Fora isso, achava-os terrivelmente desconfortáveis e, sempre que podia, andava descalça. Partilhava já a opinião de que nenhum calçado pode ombrear em conforto, com o prazer de nos sentirmos despidos de roupa e preconceitos da cabeça aos pés.

Nesse dia, não sabia claro ao que ia. O meu pai pediu licença no trabalho para ir connosco e lá foi meio contrariado. Era um homem bonito e, apesar de já não ir para novo, diante de outras mulheres gostava de exibir a ponta de charme que na altura deve ter apaixonado a minha mãe.

Seguia na nossa frente, a arrastar pelo braço o meu irmãozito de cinco anos, que era mais alto do que eu, mas visto de cima parecia ter metade do meu tamanho.

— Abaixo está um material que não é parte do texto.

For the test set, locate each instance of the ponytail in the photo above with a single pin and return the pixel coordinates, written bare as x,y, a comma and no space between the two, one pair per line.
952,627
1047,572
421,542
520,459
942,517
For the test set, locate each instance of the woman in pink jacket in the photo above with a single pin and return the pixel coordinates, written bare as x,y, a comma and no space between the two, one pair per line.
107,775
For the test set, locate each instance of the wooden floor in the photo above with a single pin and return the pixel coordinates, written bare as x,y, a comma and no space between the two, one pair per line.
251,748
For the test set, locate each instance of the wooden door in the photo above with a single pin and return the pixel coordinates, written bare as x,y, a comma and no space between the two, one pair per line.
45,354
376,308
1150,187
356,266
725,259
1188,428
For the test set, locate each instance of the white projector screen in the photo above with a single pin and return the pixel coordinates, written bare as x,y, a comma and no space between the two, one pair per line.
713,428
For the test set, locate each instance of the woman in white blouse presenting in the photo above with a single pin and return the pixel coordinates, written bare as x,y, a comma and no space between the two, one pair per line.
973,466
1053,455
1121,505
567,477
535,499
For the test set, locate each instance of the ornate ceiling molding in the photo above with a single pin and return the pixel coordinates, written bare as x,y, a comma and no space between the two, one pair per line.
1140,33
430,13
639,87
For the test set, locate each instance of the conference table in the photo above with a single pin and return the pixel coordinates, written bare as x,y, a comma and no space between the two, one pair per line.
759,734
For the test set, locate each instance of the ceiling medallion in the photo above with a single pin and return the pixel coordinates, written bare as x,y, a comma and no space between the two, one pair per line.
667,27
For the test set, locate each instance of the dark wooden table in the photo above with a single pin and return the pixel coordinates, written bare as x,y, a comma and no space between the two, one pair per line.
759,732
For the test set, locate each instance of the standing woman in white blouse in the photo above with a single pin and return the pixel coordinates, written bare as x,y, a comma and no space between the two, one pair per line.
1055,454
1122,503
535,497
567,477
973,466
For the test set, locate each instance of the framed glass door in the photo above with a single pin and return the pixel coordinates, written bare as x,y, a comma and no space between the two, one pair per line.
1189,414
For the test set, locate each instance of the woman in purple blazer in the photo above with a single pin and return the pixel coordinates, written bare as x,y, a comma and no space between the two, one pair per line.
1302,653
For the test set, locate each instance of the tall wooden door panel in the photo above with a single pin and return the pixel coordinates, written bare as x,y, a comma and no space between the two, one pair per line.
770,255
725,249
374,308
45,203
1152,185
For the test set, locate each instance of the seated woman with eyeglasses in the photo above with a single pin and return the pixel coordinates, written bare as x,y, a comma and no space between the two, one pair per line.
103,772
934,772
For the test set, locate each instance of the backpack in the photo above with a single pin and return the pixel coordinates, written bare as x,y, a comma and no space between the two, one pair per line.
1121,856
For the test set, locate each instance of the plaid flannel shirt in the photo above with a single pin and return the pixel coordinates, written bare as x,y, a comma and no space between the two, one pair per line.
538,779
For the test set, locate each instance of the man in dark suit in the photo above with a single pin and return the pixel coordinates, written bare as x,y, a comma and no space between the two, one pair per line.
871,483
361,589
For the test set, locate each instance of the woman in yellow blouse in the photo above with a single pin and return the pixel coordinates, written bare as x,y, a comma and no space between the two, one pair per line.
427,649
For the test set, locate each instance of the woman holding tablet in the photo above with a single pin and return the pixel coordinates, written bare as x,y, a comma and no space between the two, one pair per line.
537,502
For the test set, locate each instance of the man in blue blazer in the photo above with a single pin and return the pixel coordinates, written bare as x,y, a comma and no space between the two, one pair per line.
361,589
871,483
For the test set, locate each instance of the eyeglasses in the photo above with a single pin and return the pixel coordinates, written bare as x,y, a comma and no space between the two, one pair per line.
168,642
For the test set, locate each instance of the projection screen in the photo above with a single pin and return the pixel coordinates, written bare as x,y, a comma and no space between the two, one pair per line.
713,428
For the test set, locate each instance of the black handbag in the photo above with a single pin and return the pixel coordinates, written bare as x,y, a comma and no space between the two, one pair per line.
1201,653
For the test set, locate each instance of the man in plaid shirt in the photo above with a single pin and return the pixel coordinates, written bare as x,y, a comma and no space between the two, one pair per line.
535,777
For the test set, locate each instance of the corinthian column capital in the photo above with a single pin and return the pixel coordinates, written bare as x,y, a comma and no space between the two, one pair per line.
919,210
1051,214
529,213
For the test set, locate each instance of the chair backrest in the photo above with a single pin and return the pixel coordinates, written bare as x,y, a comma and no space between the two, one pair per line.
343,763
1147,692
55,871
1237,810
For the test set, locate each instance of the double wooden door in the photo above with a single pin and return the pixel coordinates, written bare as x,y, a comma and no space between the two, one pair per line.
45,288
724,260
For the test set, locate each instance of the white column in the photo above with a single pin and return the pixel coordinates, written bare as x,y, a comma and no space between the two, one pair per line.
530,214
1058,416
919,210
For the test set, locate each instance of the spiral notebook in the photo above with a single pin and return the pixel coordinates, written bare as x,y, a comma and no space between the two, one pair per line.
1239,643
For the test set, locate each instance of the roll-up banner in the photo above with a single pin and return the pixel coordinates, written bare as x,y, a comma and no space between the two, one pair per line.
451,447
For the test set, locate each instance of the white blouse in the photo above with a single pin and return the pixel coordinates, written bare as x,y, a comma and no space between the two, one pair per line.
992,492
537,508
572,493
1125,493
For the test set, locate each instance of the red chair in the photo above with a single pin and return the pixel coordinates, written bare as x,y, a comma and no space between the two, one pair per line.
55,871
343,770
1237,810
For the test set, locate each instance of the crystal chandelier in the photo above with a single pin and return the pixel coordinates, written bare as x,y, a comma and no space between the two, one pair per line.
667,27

A quinze dias de começar a primavera e apesar do teto de nuvens baixas ameaçar calor, em boa hora a minha mãe decidiu vestir-lhe umas calças de fazenda e um casado de cotoveleiras gastas, igual ao dela, que parecia descer dum tempo em que o normal era ver casais na rua a namorar à janela.

Apeteceu-me sorrir, quando a ouvi dizer que ao meu irmão deviam ter feito o mesmo. Imaginei-o coitado a rebolar na cama, queixando-se de cólicas para não sair de casa e depois sentado numa posição desconfortável, no ato de desafiar os meus pais a mudarem de ideias, pondo o ar triste igual ao de uma criança que sabe que, independentemente do que queira, dali prá frente nada vai mudar. Mas preferia de vê-lo hoje, perante o facto consumado duma foto que nenhum de nós queria tirar mas agora me envaidece. E quão envaidecidos devo ter deixado os meus pais! No final, pelo resultado da sessão fotográfica que ainda durou menos tempo do que o previsto, tanto mais que, à saída, nem sinal na loja de cliente à espera de ser atendido, nem no exterior à espera que saíssemos com cara de que querer entrar.

Dali resultou a foto de corpo inteiro duma menina de ar feliz, na posição de Buda sentado, a quem também nunca ninguém perguntou se era só assim que gostava que o vissem ou, de vez em quando, preferia aparecer deitado.

Onde guardaria a minha mãe a foto que não havia meio de encontrá-la? Mal apareça darei graças a Deus, feliz de achá-la e só não desato a procurar moldura para encaixá-la, porque corro primeiro à loja e mando fazer um póster.